Photo: Washington Post/Ezra Klein

Klein’s chart measures the per cent change in effective tax rates in different percentile groups of earners. The clear difference here is that Obama’s plan hikes taxes on the top 5 per cent — especially the top 0.1 and 1 per cent — of earners, leaving the other 95 per cent virtually unchanged. Romney’s plan cut taxes on the top 5 per cent by at least 6 per cent.

Forbes’ Naomi Robbins modified Klein’s chart a couple weeks ago to better explain its proportional affect on taxpayers. The chart has “equally spaced intervals on the horizontal axis” that represent “equal percentages of taxpayers.”

Romney Obama taxes

Photo: Forbes/Naomi Robbins

Finally, here’s the chart from the Brookings Institute/Tax Policy centre’s report today, which breaks down the effect on the tax rates after the more comprehensive analysis of Romney’s plan to implement a 20 per cent across-the-board cut in marginal tax rates. 

This chart measures the per cent change in after-tax income. It shows a steeper increase than originally predicted on the 95 per cent. Those making more than $200,000 — or the top 5 per cent of earners — would proportionally benefit from Romney’s tax plan.

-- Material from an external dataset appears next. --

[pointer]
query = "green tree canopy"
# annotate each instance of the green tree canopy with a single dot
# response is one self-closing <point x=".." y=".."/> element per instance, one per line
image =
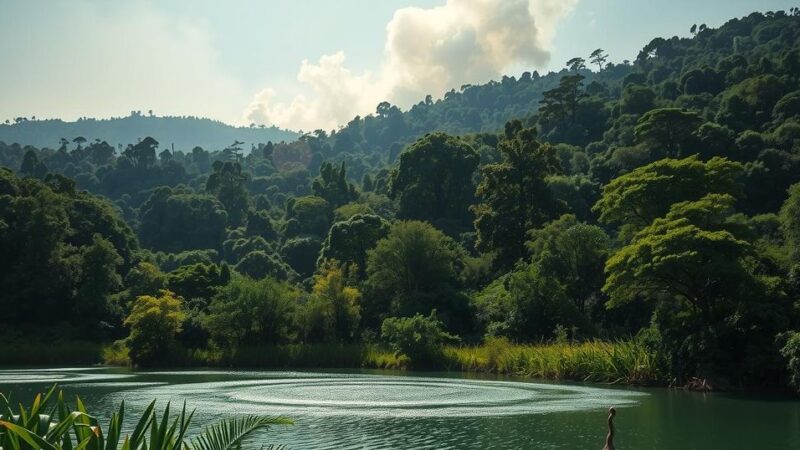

Meanwhile, those making less than $200,000 would see after-tax income slashed by about 1.2 per cent. 

Obama Romney taxes

Photo: Brookings Institute/Tax Policy centre

“It is not mathematically possible to design a revenue-neutral plan that preserves current incentives for savings and investment and that does not result in a net tax cut for high-income taxpayers and a net tax increase for lower- and/or middle-income taxpayers,” the authors of the Brookings/TPC study write in their conclusion.